The more performant and clean way is in a package:
julia> using SplitApplyCombine
# if you need an actual materialized matrix:
julia> @btime combinedims($A, 1)
257.150 ns (2 allocations: 192 bytes)
# if a view of the original vector is fine:
julia> @btime combinedimsview($A, 1)
3.165 ns (0 allocations: 0 bytes)
# for comparison:
julia> @btime mapreduce(permutedims, vcat, $A)
390.875 ns (14 allocations: 1.03 KiB)
julia> @btime vcat($A'...)
885.152 ns (24 allocations: 768 bytes)
Very interesting. I have always liked the SAC package for the functions it provides and for the propensity for functional programming that I like so much.
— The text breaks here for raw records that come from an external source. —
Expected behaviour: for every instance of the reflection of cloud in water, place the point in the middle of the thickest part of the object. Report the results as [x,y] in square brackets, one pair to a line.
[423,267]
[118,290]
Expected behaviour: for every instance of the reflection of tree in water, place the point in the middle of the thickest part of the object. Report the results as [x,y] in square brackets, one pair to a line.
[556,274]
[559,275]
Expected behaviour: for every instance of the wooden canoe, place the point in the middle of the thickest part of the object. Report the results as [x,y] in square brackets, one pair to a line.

could you explain specifically which functions / algorithms are used internally in SAC that make this transformation (conceptually relatively simple) much faster than the other proposals?
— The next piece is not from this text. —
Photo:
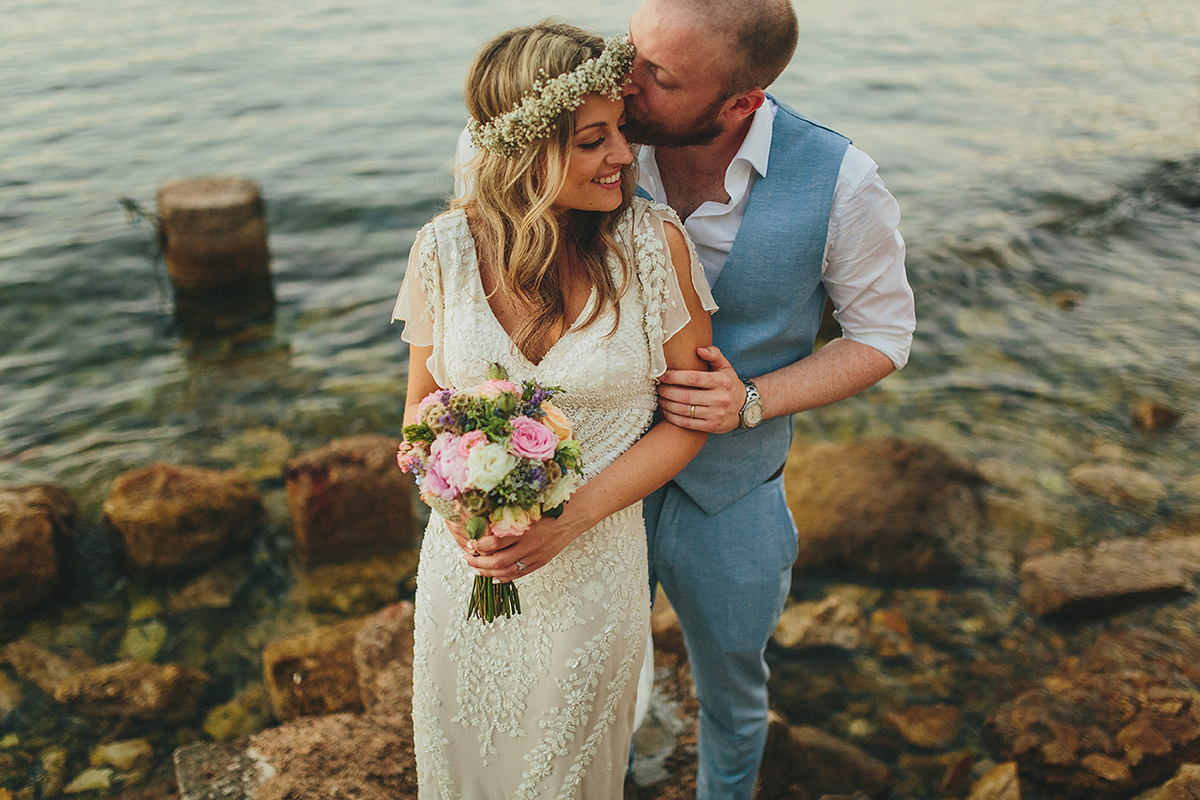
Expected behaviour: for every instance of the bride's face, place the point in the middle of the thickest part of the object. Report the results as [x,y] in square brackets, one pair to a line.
[597,156]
I don’t think SAC.jl does something special here. If you write a simple for-loop and allocate the whole resulting array upfront, performance will be the same. It’s the mapreduce(vcat) and vcat(A...) that are inefficient - the latter is fundamentally type-unstable.
As for combinedimsview, which is two orders of magnitude faster, it just doesn’t materialize the resulting array, providing a view instead.